Sunday’s parliamentary elections in Hungary will mark a turning point in the country’s modern political history. Either the governing party of Prime Minister Viktor Orbán will secure an unprecedented third consecutive majority and continue the construction of his particular brand of right-wing authoritarianism—an ugly mash of bigotry, fear-mongering, and corruption—or the scattered opposition and increasingly unhappy voters will surprise Orbán with an upset.
An upset is not being forecast, though it is worth noting that Orbán’s Fidesz party went from 53 percent of the vote in 2010 to 45 percent in 2014. Fidesz maintained its two-thirds majority nonetheless due to shameless gerrymandering, abetted by crafty laws that make it easier for (conservative-leaning) ethnic Hungarians in neighboring countries to vote, while making it harder for (liberal-minded) young Hungarians studying or working in Western countries to vote. An additional feature this time is an astonishing government-led campaign to demonize George Soros so relentlessly that, as Charles Gati wrote last week, it has given rise to a new verb in Hungarian—sorosozni—which means to blame the Hungarian-American philanthropist for all the country’s problems, real and imagined.
Yet a few weeks ago in a mayoral race in Hodmezovasarhely, long a Fidesz party stronghold, a united opposition pulled off a stunning upset. To do so on a national scale will require unprecedented cooperation among the fractious and feckless opposition—and voters to choose change before they lose the chance to choose.
Long ago and far away, in March and April 1990, I was in Hungary as an official international election monitor for the historic parliamentary elections that brought an end to four decades of Soviet-backed communist rule. Former Vice President Walter Mondale led our multinational delegation, which I organized for the National Democratic Institute, in one of NDI’s early forays into the region.
It was a remarkable moment, one repeated across Central and Eastern Europe that spring and summer, as mostly peaceful negotiations and elections brought an orderly end to dark chapters. Hungarians, characteristically, were not so much buoyant as purposeful; the voters would send six parties to parliament, ranging from Left to Right, old parties and new formations alike. Leaders were gaming the forthcoming coalition negotiations as if they had been doing it for years. We were part of the wider world that had arrived to celebrate.
Hungary emerged from the collapse of European communism as the poster child for seamless transitions, and many of us thought we could take this show on the road—and we did, bringing Hungarians to share the keys to their transition success with newer transitioning countries in the Middle East, Africa, and Asia.

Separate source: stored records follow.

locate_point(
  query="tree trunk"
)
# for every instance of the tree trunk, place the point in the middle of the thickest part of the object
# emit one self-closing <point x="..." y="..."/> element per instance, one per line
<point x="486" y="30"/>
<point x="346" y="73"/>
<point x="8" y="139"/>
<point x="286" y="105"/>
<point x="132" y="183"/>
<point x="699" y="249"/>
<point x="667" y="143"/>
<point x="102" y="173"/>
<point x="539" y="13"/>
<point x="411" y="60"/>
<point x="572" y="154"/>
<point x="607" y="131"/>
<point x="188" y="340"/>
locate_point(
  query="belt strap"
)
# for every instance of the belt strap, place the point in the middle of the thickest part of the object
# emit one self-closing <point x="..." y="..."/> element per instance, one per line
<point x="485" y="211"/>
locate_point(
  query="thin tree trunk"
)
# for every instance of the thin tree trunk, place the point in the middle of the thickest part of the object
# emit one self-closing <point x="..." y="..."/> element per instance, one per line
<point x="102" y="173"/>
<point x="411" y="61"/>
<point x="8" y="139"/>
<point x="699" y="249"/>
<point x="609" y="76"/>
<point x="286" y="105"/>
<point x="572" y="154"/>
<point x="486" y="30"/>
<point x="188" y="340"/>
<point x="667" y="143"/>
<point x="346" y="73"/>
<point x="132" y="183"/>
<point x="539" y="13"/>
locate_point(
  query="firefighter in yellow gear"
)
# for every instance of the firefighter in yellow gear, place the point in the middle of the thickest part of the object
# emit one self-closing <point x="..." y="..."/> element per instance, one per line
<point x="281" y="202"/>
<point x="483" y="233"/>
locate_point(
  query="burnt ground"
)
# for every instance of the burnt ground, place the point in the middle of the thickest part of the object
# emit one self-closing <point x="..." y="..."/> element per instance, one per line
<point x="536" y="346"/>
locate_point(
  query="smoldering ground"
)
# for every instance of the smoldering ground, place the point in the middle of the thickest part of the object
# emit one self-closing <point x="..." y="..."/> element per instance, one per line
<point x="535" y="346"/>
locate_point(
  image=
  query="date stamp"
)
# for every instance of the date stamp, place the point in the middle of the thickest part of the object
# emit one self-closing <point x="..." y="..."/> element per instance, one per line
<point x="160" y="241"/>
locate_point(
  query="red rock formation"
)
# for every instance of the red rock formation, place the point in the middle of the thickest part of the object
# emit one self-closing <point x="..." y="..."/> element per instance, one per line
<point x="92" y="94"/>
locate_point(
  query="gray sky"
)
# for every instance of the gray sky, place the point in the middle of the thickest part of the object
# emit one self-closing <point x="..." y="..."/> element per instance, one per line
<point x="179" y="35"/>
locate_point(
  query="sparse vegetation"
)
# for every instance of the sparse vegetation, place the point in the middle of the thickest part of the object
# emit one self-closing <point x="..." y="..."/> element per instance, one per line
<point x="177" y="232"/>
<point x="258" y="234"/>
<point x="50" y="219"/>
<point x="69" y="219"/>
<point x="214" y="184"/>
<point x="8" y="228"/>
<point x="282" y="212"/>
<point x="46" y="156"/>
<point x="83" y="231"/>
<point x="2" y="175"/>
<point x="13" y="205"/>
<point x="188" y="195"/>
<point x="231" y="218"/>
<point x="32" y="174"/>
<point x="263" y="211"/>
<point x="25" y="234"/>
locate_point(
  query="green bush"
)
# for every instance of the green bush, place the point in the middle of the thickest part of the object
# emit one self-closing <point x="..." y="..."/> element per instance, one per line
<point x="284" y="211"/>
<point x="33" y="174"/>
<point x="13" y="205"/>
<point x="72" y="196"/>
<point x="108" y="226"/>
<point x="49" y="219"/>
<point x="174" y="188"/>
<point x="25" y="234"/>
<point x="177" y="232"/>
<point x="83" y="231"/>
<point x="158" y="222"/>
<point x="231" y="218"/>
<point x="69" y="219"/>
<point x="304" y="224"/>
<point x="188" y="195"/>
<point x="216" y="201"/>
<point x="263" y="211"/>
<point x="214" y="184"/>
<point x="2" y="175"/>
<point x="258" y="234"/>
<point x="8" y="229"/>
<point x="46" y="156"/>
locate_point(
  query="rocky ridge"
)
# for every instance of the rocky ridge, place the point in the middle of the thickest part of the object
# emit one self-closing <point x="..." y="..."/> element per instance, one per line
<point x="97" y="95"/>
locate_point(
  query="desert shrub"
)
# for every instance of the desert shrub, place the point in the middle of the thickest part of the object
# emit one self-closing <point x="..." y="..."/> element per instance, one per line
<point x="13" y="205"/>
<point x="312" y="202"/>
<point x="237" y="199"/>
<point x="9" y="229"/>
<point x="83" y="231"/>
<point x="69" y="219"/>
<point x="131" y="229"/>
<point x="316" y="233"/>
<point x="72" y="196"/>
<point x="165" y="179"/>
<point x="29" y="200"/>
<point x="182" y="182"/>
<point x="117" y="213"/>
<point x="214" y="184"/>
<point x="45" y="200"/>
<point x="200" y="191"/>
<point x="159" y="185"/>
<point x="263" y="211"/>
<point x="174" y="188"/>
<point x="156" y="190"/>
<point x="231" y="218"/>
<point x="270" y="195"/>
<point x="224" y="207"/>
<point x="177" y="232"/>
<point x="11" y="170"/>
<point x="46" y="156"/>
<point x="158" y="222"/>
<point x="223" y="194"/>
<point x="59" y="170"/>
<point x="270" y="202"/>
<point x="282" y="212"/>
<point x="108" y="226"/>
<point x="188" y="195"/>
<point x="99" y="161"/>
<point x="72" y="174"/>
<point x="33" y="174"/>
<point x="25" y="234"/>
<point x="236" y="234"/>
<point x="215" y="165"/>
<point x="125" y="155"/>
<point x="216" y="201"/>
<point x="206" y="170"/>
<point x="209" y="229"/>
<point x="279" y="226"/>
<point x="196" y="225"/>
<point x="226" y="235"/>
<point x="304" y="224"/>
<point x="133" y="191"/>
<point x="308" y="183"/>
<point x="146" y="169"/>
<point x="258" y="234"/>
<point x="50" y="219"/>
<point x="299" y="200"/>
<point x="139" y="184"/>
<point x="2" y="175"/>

Yet today, a quarter century later, the future of Hungary looks more than a little like its pre-communist past, with more than a whiff of 1930s redux.
As Kristóf Szombati writes in Axios:
Consolidation of power has been a core element of the System of National Cooperation, the name Orbán gave his regime after Fidesz’s 2010 victory, which he hailed as a “revolution” comparable to the fall of communism.
It is sad that Hungary has now come to a place where an Orwellian-sounding slogan, “System of National Cooperation,” redolent of Mussolini’s rhetoric, is the official governing philosophy; where the premier can brag that he is building an alternative to western liberal democracy; and, where Orbán, having in his youth led the call for Soviet occupation forces to exit the country, now acts as one of Vladimir Putin’s best advocates inside NATO and the European Union.
So sad, in fact, that I have found myself this week signing on to a “Statement of Principles” drawn up by an impromptu gathering, convened at the Bipartisan Policy Center, including former legislators and government officials, Republicans and Democrats and independents, scholars, journalists, and activists who care about the fate of democracy in Europe. As the statement makes clear, we “come together out of alarm that the erosion of democratic principles and weakening of democratic institutions among some of our European allies is putting at risk U.S. peace, security, and prosperity.” We also call on the U.S. Congress to convene hearings on the issue and to work with the Administration “to put in place a comprehensive strategy that dramatically increases diplomatic engagement, development assistance, and security cooperation in support of democracy in transatlantic and NATO countries.”
For such a strategy to succeed, of course, the people of Hungary have to want to get their country back on track toward democratic consolidation. International support can provide useful information, learning and incentives, but we cannot want their democracy more than they do. Elections provide opportunities for a nation to speak to this desire. Let’s see what Hungary says.